Parlamenter budalalığın âlemi yok!
Bütün bunlardan “halk kurtuluyor” sonucunu çıkarmak son derece yanlış olur. Bir kere, solun çeşitli bileşenleri ve özellikle de Onayladığım Onurdur ittifakı ile Halkın Listesi arasında ne ölçüde uyum sağlanabileceği, ne ölçüde gerilimler yaşanacağı ancak zamanla görülecek. Halkın Listesi yepyeni bir bileşim ve gelecekte nasıl bir çizgi izleyeceği belirsiz.
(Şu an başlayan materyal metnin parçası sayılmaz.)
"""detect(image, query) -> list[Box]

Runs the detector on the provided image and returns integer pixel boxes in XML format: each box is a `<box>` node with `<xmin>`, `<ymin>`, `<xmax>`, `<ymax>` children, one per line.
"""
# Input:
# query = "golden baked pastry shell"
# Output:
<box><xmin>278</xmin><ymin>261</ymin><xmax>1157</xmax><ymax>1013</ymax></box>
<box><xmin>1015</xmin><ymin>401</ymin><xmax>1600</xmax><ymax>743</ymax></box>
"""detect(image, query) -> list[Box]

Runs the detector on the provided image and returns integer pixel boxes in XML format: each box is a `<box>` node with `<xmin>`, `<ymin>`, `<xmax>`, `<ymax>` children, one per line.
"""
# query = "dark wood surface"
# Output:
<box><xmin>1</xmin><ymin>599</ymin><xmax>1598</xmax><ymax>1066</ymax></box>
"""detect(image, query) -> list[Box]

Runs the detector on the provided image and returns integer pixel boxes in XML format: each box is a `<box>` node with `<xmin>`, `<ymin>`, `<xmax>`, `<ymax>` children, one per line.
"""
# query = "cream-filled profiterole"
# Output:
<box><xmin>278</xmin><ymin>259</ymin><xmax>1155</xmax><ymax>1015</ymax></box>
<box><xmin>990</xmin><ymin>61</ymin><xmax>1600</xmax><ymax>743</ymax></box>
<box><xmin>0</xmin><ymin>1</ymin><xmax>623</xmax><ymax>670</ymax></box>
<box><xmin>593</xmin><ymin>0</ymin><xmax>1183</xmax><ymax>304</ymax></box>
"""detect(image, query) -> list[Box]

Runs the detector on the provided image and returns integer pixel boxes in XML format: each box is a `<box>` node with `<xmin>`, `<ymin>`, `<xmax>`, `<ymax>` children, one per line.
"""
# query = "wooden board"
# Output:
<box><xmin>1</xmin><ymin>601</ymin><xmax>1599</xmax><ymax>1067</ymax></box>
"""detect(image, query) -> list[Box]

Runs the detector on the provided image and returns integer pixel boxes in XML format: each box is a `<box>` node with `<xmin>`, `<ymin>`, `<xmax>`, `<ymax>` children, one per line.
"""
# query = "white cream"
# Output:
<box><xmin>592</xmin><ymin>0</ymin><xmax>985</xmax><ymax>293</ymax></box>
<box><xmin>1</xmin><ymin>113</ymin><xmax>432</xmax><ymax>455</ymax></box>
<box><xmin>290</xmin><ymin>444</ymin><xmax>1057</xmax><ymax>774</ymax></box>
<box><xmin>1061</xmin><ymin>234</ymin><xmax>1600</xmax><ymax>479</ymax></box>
Bunun yanı sıra ister Halkın Listesi olsun ister PCCh ve Geniş Cephe, solda uluslararası planda esen liberal ve postmodern dalgadan ağır şekilde etkilenmiş güçler. Halkın Listesi’nin seçim propagandasının bir analizi en çok kullanılan kelimelerin şunlar olduğunu gösteriyor: insan hakları, sivil toplum, yeni ekonomi, çevre. Görüldüğü gibi işçi sınıfının ya da emekçilerin adı bile geçmiyor, kapitalizme karşı öne çıkan bir yaklaşım söz konusu değil. Aynı şeyin üç aşağı beş yukarı Geniş Cephe için de geçerli olduğu söylenebilir. PCCh’ye gelince, 1922’de bir Komünist Enternasyonal partisi olarak kurulan bu parti, zamanla ciddi bir bozulmaya uğrayarak tarihinin çok uzun bir dönemi boyunca daima reformist bir parti olarak faaliyet göstermiştir. Allende döneminin Halk Birliği ittifakında PCCh Allende’nin o dönemde kendine Marksist diyen Sosyalist Partisi’nin ya da en azından o partinin bazı kanatlarının kesinlikle daha sağında yer alıyordu. Bugün soldaki aşınma ile birlikte bunun ancak daha da gelişmiş bir eğilim olduğu az çok kesindir. Kısacası, sol güçlenmiştir ama post-Leninist bir sol söz konusudur.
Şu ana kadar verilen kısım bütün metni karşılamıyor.